A crucial restoration project is currently in progress in the northeastern woodland area of Cedar Lake. The three-year project is underway thanks to $93,372 in easement fees generated from the Southwest Light Rail closure of Cedar Lake Parkway by Burnham Road.
Park board commissioner Elizabeth Shaffer was instrumental in ensuring that local organizations which have historically cared for the impacted area, particularly the Cedar Lake Park Association, had a voice in the allocation of these funds and the overall direction of the project.
Park board easement funds are typically scant and, when collected, usually go into the Planning Department’s general fund. In January 2022, Shaffer proposed an amendment to get these easement fees contracted to be used to address the community’s priorities, but the park board voted it down. Her amendment eventually passed in June, and fees were added to the contract rather than the general fund. Shaffer explained, “This is when my amendment to direct the fees to a natural resource project around Cedar Lake was supported…acknowledging the impact SWLRT has caused on one of the most natural public corridors in our city and including the volunteers and community in how the funds would be spent.”
The resulting restoration contract was
awarded to Prairie Restorations, a local environmental firm with a proven record with such projects. The firm was selected in part because its scope of services and pricing allowed for follow up beyond the first stage of eradication. The project aims to rehabilitate and enhance the ecological health of this largely decayed 18-acre natural area. Restoration will better connect the area to other adjacent park improvements including the Cedar Lake Regional Trail Prairie to the north and East Beach, School Forest and Burnham Woods to the south. Significantly, the woodlands will now receive increased institutional recognition and accountability because the MPRB Natural Resources department considers it a “managed” natural area.

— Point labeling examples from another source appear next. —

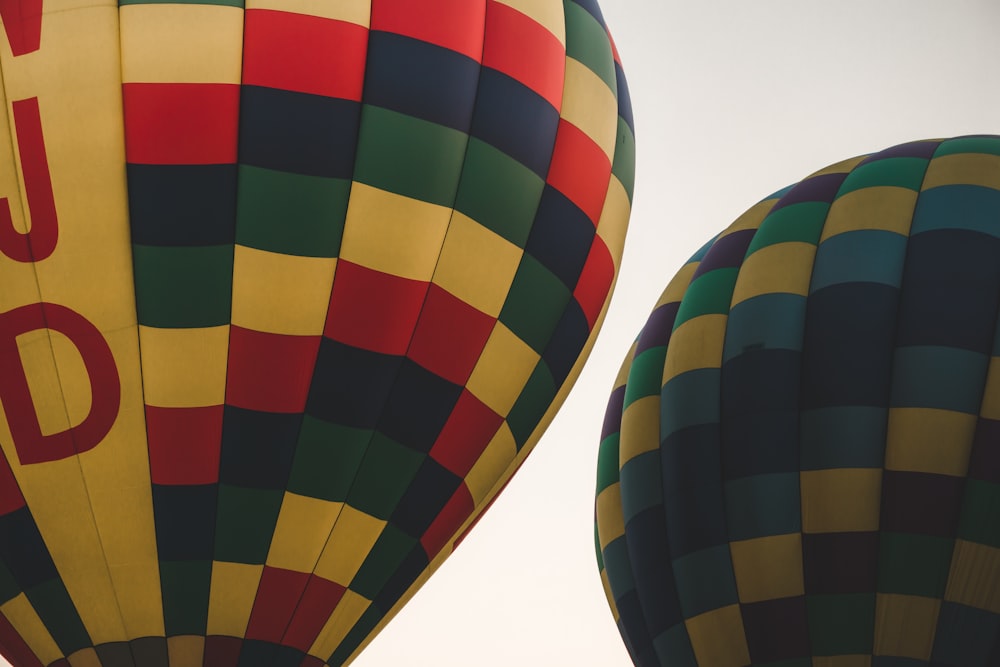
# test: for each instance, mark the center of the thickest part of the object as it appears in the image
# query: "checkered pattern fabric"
(363, 248)
(799, 462)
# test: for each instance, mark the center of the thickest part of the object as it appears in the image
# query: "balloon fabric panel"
(799, 443)
(343, 263)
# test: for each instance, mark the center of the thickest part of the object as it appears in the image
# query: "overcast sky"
(733, 100)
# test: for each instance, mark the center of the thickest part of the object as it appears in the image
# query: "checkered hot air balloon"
(801, 458)
(288, 290)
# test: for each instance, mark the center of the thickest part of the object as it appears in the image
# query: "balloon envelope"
(800, 462)
(289, 290)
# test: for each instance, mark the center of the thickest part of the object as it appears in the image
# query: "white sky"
(732, 101)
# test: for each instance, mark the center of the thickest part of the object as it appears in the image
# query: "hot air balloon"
(800, 462)
(288, 290)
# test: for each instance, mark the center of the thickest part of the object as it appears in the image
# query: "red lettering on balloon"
(22, 20)
(105, 388)
(40, 242)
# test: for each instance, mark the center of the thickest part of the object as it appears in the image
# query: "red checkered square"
(184, 444)
(269, 372)
(181, 123)
(281, 50)
(373, 310)
(450, 336)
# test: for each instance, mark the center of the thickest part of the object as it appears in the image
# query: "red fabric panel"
(184, 444)
(278, 593)
(595, 281)
(450, 336)
(580, 170)
(307, 54)
(453, 24)
(373, 310)
(526, 51)
(458, 509)
(181, 123)
(269, 372)
(465, 435)
(318, 602)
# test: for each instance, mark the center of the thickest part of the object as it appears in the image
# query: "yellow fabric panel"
(768, 568)
(591, 106)
(84, 658)
(24, 619)
(717, 638)
(392, 233)
(640, 431)
(352, 11)
(783, 268)
(234, 587)
(184, 368)
(613, 224)
(503, 368)
(186, 651)
(610, 521)
(973, 579)
(164, 43)
(842, 661)
(348, 611)
(963, 169)
(281, 294)
(913, 442)
(477, 265)
(884, 207)
(104, 506)
(547, 13)
(301, 532)
(354, 534)
(697, 343)
(990, 408)
(840, 499)
(490, 466)
(905, 625)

The contract includes three objectives, the first being “initial invasive species removal,” specifically targeting removal of mature buckthorn and roundleaf bittersweet. The project is scheduled to run through the second quarter of 2027, but the immediate impact has been jarring to many who frequent these woods. Forest mowers have been plowing and shredding invasives at a rapid pace, removing almost anything under 10-15 feet, and leaving torn stumps roughly six inches above the ground.
Regular walkers will discover a profoundly changed woodland. But, particularly for those who have long recognized how utterly choked the area was with invasives, there is a new sense of possibility, freeing the native trees from the grip of these invasives. While it may be hard for some to move past the stumps and woodchips, a new sense of place is forming, with lines and shapes and spaces never before experienced by people alive today. Finally, for those who are having trouble getting past the wood chips and stumps, park board forestry staff report that the chips biodegrade more quickly than larger cuttings, and shredded stumps are less prone to resprouting than clean cut ones.
The contract’s second objective, “follow up control of resprouts and seedlings,” is scheduled for 2025 to 2027. This will include spot spraying of herbicides (Garlon mixes) to any surviving invasives. The third and final objective is the reestablishment of native plant communities, including various woodland and prairie mixes. Recent research from the University of Minnesota encourages the use of grasses, and the project management team is looking at the purchase of Canada wild rye and silky wild rye.
This project represents a significant public investment in a long overlooked and badly deteriorated natural area. It also demonstrates a commitment to engaging the local community, and to prioritizing the basic needs of our natural areas over the development of facilities, features and amenities. Overall, this project recognizes the value of natural parklands as the foundation of our park system, and there is every reason to be hopeful that in 10 to 20 years this area will be viewed as a model of successful restoration.